Bratislava, 12 September 2003 (RFE/RL) -- Slovakia's coalition government is no stranger to squabbles.
Earlier this summer, Christians and liberals from different governing parties quarreled over whether to restrict or liberalize abortion rules. This week, the country's economy minister resigned after openly criticizing his party boss -- who will now replace him.
But the latest row is the most mysterious -- and potentially the most damaging to Slovakia's image abroad.
It centers on Jan Mojzis, the head of the National Security Office (NBU). The security watchdog screens security service members and ensures no one with shady pasts or the whiff of corruption is granted access to sensitive information.

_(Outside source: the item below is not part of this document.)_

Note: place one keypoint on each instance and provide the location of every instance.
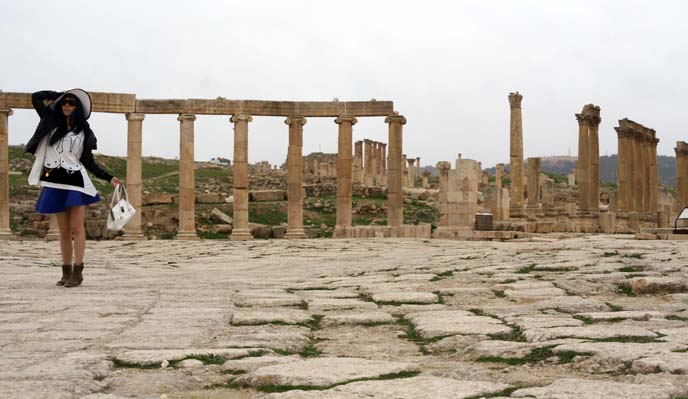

Slovakia's prime minister, Mikulas Dzurinda, wants to fire Mojzis due to what he calls a "lack of trust." But Dzurinda's proposal to sack Mojzis failed in a cabinet vote this week.
Some ministers said Dzurinda hadn't given a good enough reason for the sacking. Worse for Dzurinda, his defense minister and party colleague Ivan Simko abstained from the vote.
"Firing the head of the NBU without a reason that the public can understand would be damaging to Slovakia," Simko said. "At the moment, when Slovakia is aiming to join NATO, our future partners consider extremely important the security of secret documents, and that's where the NBU has an important job. That's why to cast doubt on [this office] and to carry out a change like this without there being any clearly articulated specific reason -- I think that just won't be good for our future relations with our alliance partners."
Unfortunately for Simko, the move has all but certainly cost him his job. Dzurinda is expected to hand President Rudolf Schuster his proposal to sack the defense minister on 16 September.
That move has prompted some harsh criticism. The daily "Sme" said Dzurinda showed "that he really does not care about Slovakia's reputation abroad." Another daily compared him to a dictator. There were even comparisons to Dzurinda's autocratic predecessor, Vladimir Meciar.
It's also confused many, especially after Mojzis got a clear signal of approval from NATO allies when the British and American ambassadors paid him a visit this week.
Asked about potential repercussions, Dzurinda said he hopes he'll be able to soothe any worries.
"[I'll] be answering the questions. But I'm going to be active in this direction myself in the coming days so that we understand each other, so there are no [misunderstandings]."
It appears the row won't cause permanent damage to Slovakia's NATO membership accession next year. But analysts say it doesn't help -- especially as the country is still shaking off the reputation of corruption gained under Meciar's rule.